Patrick Meets Straus on the Speaker’s Preferred Battlefield

Throughout his ascendancy at the Texas Capitol, Lt. Gov. Dan Patrick has proven time and again the ability to adapt to the political environment. Unlike many in the Tea Party faction of the Republican Party from which he derives his support, Patrick comes to government to govern, not to protest.

As Patrick rolled out his education plans, we saw him adapt because the environment had indeed changed ahead of the special session now underway.

Speaker Joe Straus has all year invited Patrick to a debate about public education – the issue that represents Straus’ surest political footing with his members – and Patrick has shifted his rhetoric accordingly. The Speaker reset the landscape in recent weeks by focusing on public education and publicizing his concerns about suicides among transgender Texans as a consequence of passing restrictions on public restrooms based on gender.

Patrick quickly learned in his first session as a senator, back in 2007 when he entered government as a protester, that he wouldn’t get everything he wanted all at once.

Veteran Capitol observers will recall the spectacle of Senate Dean John Whitmire taking Patrick to school when then-Sen. Patrick, at the last minute, unveiled to the media a list of cuts he wanted to make to the Texas budget. When he rose to talk about the list on the floor, Whitmire said the radio talk show host was completely unserious about his proposals, leading to quite the shouting match.

“It’s high time you show this body that you know what you’re taking about,” Whitmire said angrily.

“I do know what I’m talking about and I don’t have to be lectured by you,” Patrick shot back.

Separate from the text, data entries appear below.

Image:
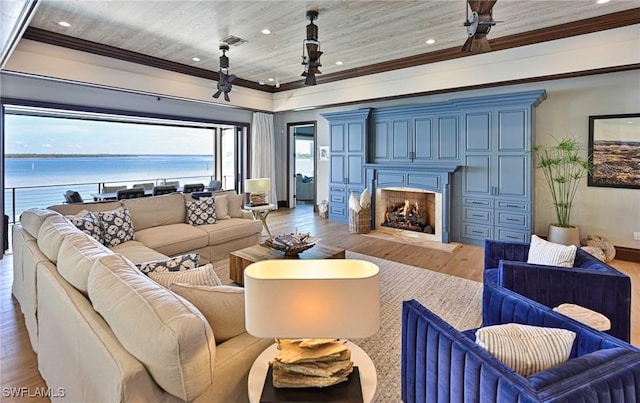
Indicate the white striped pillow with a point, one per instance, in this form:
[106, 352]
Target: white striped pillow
[526, 349]
[549, 253]
[203, 275]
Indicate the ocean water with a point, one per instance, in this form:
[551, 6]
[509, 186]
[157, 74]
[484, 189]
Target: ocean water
[41, 182]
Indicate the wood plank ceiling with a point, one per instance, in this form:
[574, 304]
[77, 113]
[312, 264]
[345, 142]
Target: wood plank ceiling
[366, 36]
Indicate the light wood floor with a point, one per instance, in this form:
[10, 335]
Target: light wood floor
[18, 362]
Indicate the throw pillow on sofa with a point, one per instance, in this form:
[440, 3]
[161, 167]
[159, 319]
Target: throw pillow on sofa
[551, 254]
[526, 349]
[222, 207]
[201, 212]
[117, 227]
[177, 263]
[203, 275]
[223, 306]
[89, 223]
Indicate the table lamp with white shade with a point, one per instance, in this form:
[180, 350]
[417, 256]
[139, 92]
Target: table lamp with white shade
[312, 299]
[258, 189]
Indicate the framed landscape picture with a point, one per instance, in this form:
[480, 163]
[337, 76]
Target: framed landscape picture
[614, 151]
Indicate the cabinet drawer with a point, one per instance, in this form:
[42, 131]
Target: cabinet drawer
[505, 234]
[512, 219]
[477, 215]
[512, 205]
[476, 202]
[476, 231]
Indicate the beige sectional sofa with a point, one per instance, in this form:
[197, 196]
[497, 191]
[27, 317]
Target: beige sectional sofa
[106, 332]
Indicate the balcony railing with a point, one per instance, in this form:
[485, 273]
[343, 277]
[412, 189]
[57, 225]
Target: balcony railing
[20, 198]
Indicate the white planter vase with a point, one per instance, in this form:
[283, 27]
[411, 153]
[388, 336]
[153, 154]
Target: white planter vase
[564, 235]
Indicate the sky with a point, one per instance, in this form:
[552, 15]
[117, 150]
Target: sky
[40, 135]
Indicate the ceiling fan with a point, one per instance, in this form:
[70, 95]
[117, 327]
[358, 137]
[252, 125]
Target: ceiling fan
[478, 25]
[225, 79]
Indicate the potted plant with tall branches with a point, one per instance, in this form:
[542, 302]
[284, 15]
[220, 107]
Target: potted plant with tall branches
[564, 166]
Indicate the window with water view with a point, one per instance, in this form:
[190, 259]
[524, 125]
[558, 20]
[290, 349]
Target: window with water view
[46, 156]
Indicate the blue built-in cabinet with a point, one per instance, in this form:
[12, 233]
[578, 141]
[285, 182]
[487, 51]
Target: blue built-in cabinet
[348, 152]
[488, 138]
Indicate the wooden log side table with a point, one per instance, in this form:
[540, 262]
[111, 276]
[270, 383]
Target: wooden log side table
[368, 375]
[242, 258]
[591, 318]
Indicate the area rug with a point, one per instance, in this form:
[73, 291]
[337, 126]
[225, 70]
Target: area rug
[456, 300]
[412, 240]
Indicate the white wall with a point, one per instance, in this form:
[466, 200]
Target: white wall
[609, 212]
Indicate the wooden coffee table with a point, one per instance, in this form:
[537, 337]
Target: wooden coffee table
[242, 258]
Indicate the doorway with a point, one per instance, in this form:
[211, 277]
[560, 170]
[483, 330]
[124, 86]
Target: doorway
[302, 164]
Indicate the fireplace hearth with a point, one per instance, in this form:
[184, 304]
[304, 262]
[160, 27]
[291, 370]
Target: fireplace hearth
[407, 216]
[407, 210]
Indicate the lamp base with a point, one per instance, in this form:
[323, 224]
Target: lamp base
[347, 392]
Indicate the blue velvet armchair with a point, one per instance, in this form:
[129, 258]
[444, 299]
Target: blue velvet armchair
[591, 283]
[441, 364]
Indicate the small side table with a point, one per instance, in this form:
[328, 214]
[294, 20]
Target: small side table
[368, 376]
[261, 213]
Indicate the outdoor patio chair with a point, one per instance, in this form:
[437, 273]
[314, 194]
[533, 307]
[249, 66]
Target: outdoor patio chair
[193, 187]
[145, 186]
[71, 196]
[161, 190]
[214, 185]
[113, 189]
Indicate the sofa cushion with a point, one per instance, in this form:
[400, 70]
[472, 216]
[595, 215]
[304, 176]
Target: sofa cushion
[155, 211]
[51, 234]
[137, 252]
[203, 275]
[551, 254]
[175, 343]
[32, 219]
[176, 263]
[75, 208]
[223, 306]
[76, 257]
[117, 226]
[229, 230]
[222, 207]
[201, 212]
[89, 223]
[173, 239]
[526, 349]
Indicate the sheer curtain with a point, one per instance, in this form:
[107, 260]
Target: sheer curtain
[263, 150]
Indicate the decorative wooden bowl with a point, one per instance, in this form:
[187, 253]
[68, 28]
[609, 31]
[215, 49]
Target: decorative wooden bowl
[288, 250]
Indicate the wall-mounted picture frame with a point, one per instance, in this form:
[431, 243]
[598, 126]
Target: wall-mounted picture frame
[323, 153]
[614, 151]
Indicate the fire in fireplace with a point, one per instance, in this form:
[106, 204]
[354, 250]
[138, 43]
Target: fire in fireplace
[407, 216]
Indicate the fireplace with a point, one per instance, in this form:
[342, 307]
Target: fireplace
[411, 200]
[409, 212]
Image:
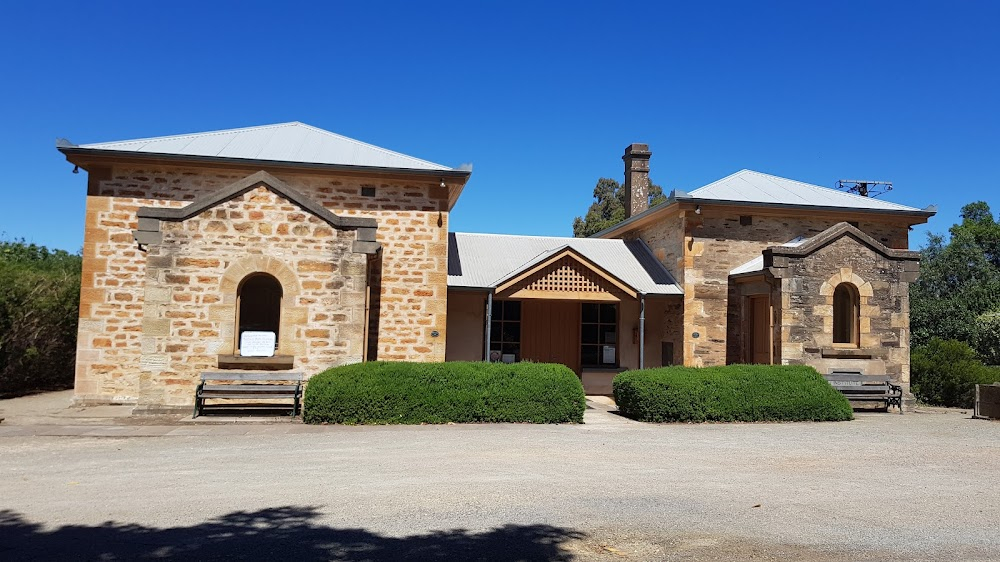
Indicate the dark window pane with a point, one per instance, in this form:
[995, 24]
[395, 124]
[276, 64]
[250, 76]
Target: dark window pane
[610, 359]
[512, 331]
[609, 314]
[609, 335]
[512, 310]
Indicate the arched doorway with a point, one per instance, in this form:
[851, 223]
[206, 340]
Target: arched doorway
[258, 305]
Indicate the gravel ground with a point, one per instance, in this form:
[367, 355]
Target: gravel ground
[916, 487]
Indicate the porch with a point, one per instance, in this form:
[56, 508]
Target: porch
[563, 307]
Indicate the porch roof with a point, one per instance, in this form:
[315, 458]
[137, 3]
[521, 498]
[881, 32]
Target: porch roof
[481, 261]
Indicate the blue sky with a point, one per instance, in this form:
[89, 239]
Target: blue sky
[541, 97]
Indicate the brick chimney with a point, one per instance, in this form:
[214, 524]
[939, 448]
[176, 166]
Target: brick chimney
[636, 178]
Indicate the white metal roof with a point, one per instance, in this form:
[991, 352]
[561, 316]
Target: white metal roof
[757, 187]
[283, 142]
[757, 264]
[483, 260]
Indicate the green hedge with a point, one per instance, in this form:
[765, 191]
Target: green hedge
[411, 393]
[945, 373]
[732, 393]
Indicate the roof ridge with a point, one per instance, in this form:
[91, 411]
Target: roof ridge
[202, 134]
[369, 145]
[812, 185]
[536, 236]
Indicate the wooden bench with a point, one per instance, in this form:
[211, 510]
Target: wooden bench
[238, 386]
[859, 387]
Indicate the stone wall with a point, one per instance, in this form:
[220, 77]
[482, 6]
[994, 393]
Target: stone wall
[714, 243]
[412, 220]
[804, 304]
[192, 279]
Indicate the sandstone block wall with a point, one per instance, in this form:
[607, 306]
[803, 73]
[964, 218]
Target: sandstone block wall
[804, 303]
[192, 278]
[701, 249]
[412, 229]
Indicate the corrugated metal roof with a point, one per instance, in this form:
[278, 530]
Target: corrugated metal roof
[283, 142]
[483, 260]
[757, 187]
[757, 264]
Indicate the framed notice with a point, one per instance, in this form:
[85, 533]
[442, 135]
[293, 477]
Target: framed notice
[257, 344]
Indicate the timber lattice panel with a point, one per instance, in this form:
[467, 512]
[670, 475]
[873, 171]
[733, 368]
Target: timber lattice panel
[567, 276]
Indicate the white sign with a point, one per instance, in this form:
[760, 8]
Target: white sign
[257, 344]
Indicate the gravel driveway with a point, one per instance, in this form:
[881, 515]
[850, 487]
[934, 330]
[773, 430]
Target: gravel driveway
[921, 486]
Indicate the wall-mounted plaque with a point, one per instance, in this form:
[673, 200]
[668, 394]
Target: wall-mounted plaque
[257, 344]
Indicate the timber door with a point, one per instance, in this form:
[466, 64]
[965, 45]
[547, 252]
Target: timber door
[758, 324]
[550, 332]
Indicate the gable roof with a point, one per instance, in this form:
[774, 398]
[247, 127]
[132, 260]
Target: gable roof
[241, 186]
[293, 142]
[748, 188]
[482, 261]
[756, 187]
[756, 265]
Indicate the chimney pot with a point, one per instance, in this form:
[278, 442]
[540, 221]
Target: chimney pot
[636, 178]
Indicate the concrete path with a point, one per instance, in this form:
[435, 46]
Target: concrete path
[915, 487]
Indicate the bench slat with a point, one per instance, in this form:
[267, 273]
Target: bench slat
[291, 377]
[238, 387]
[245, 395]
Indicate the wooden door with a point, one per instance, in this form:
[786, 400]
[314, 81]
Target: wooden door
[550, 332]
[759, 330]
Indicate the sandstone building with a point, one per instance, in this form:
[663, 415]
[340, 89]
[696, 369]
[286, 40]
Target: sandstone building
[341, 251]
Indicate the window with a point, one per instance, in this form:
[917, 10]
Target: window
[258, 305]
[846, 317]
[599, 335]
[505, 330]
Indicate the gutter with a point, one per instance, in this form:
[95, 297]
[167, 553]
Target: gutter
[72, 150]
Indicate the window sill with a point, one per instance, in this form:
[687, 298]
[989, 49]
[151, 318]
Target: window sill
[275, 363]
[846, 353]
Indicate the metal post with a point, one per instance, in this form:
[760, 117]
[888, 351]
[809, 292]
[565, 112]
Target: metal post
[642, 331]
[489, 326]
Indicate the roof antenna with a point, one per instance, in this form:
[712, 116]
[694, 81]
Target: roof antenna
[865, 188]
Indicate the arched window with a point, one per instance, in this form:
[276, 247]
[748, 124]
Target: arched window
[846, 314]
[258, 301]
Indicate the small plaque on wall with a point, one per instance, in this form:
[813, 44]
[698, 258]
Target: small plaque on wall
[257, 344]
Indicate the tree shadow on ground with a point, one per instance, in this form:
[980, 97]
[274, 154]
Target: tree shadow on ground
[281, 533]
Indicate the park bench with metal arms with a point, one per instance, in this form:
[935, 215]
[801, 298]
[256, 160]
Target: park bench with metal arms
[249, 386]
[859, 387]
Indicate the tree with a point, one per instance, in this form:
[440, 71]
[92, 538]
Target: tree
[959, 286]
[39, 309]
[608, 208]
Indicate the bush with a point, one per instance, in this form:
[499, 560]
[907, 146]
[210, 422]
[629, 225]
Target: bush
[986, 338]
[945, 373]
[39, 310]
[389, 392]
[732, 393]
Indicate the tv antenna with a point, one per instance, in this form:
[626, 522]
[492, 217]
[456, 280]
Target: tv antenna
[865, 188]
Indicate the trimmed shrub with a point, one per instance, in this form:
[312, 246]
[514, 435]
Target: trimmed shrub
[945, 373]
[746, 393]
[410, 393]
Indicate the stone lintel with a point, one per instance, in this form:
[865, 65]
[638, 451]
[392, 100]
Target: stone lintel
[366, 247]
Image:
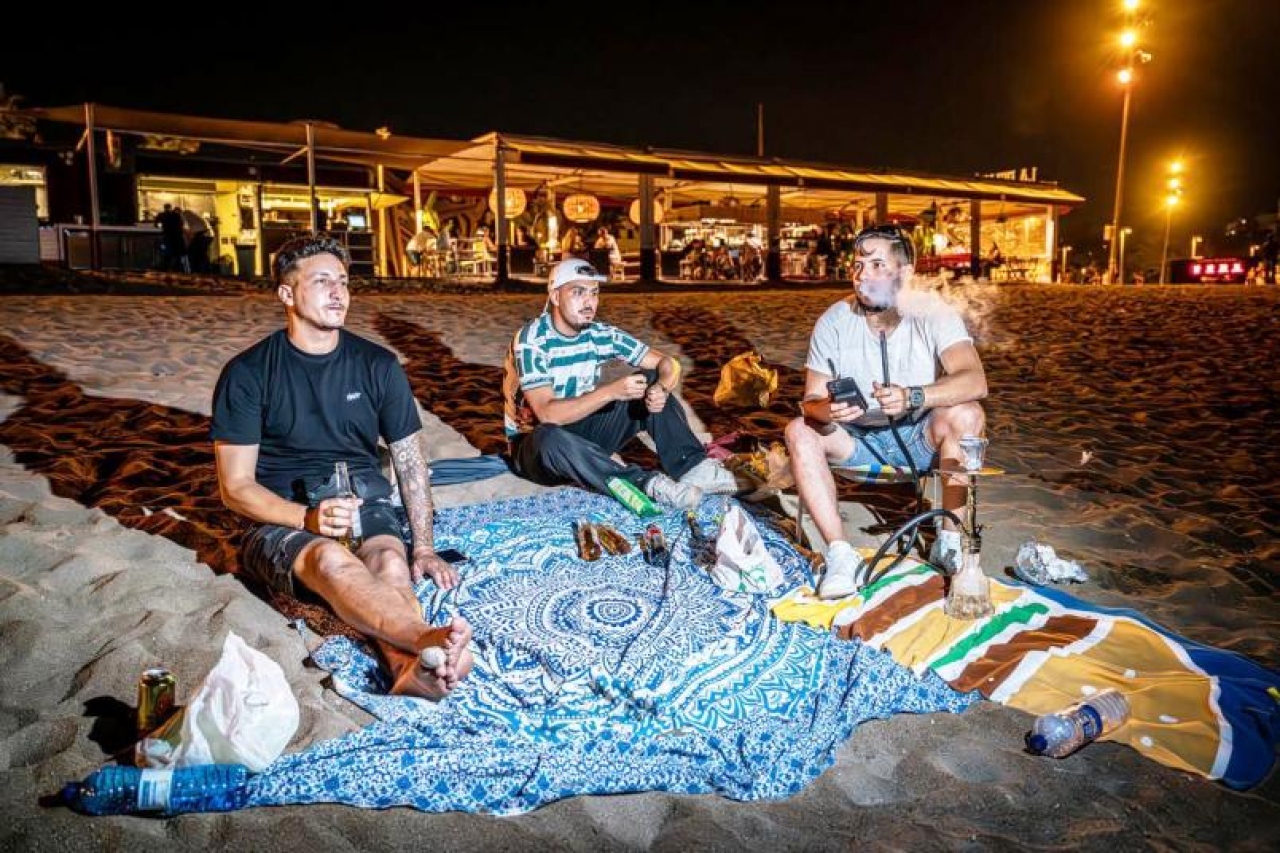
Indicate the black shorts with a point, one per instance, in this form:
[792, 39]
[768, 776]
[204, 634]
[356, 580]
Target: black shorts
[270, 551]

To re-live the fun, check out the video below:

In subsequent sessions, Patrick internalized the lesson that to enjoy legislative success he would first have to earn the respect of his colleagues and at times even members of the lowly Texas press corps by adapting his style and substance to meet the moment. He is, of course, always able to revert to the blustery radio talk show host persona that originally made him a hit with the base of the Republican Party of Texas. But the Patrick in last week’s news conference about public education was the Patrick who cannot easily be dismissed as an extremist, even if his math was fuzzy.

It was as recently as 2013, the last session in which Patrick was a senator, that he was embraced even by some Democrats as “the new Dan Patrick” on education issues. Public education advocates who observed Patrick when he was the Senate Education Committee Chairman have said he was always extremely well-prepared and ready to do battle.

The special session, now the second act in Gov. Greg Abbott’s reelection announcement, can be framed as a showdown between Patrick and Straus centered on public education with Abbott’s list of 19 items as potential collateral damage.

The low talk now among some Senate Republicans is that Gov. Abbott will likely receive bills on his desk addressing 4 or 5 of his 20 items and there is no indication from the Central Office about what would have to happen for the governor to call a second special.

House Democrats, badly outnumbered and weighing their options, surely know that resorting to a quorum break and creating the perception that the minority party was prevailing against Republican leadership in Texas might be the only thing that could create optics threatening enough to Abbott to provoke a second called session.

Senate leadership is moving at breakneck speed, quickly approving bills on each of the governor’s items and ceding legislative power to the House where Patrick’s poised to work to undermine Straus by calling the Speaker’s plans “a Ponzi scheme.” Shortly after the special session began, Patrick suggested Straus is a closet Democrat. Of course, Patrick said that in his natural habitat: A radio talk show.

Patrick may shake loose a significant contingent of House Republicans fearful of punishment by GOP primary voters in 2018 so that he can move a strict bathroom bill and some form of property tax “reform” through both chambers. The latter issue, make no mistake, is the one most dear to Patrick who’s ridden the wave of anger over property taxes all the way to the Office of the Lieutenant Governor.

Abbott is trying to appear more engaged. His meetings and photo-ops with lawmakers may be building the kind of goodwill necessary to pass a few of the 20 items, but it is work he could have done to pass similar legislation during the regular session. “If he had been doing this then, these things wouldn’t be in question now,” said one Republican.

As much distrust exists between the governor and House Republicans who have never been repaid for their loyalty to Abbott during the 2015 session, they still gave him legislation on every one of the topics he designated as “emergencies” during the regular session this year. To be clear, the items on the list of 20 that now give the most heartburn to Republicans are being driven out of the Lt. Governor’s office.

While Patrick works diligently, with an assist from the House Freedom Caucus, to destabilize the House, it seems Straus will still have majority support for the versions of property tax and bathroom legislation he may be willing to accept. School vouchers, rejected multiple times in broad bipartisan fashion in the House, seem as DOA as ever in any form.

Facing the time constraints of a special session, an election right around the corner, and no guarantee of another special, we will all find out together how Patrick adapts to the next 30 days.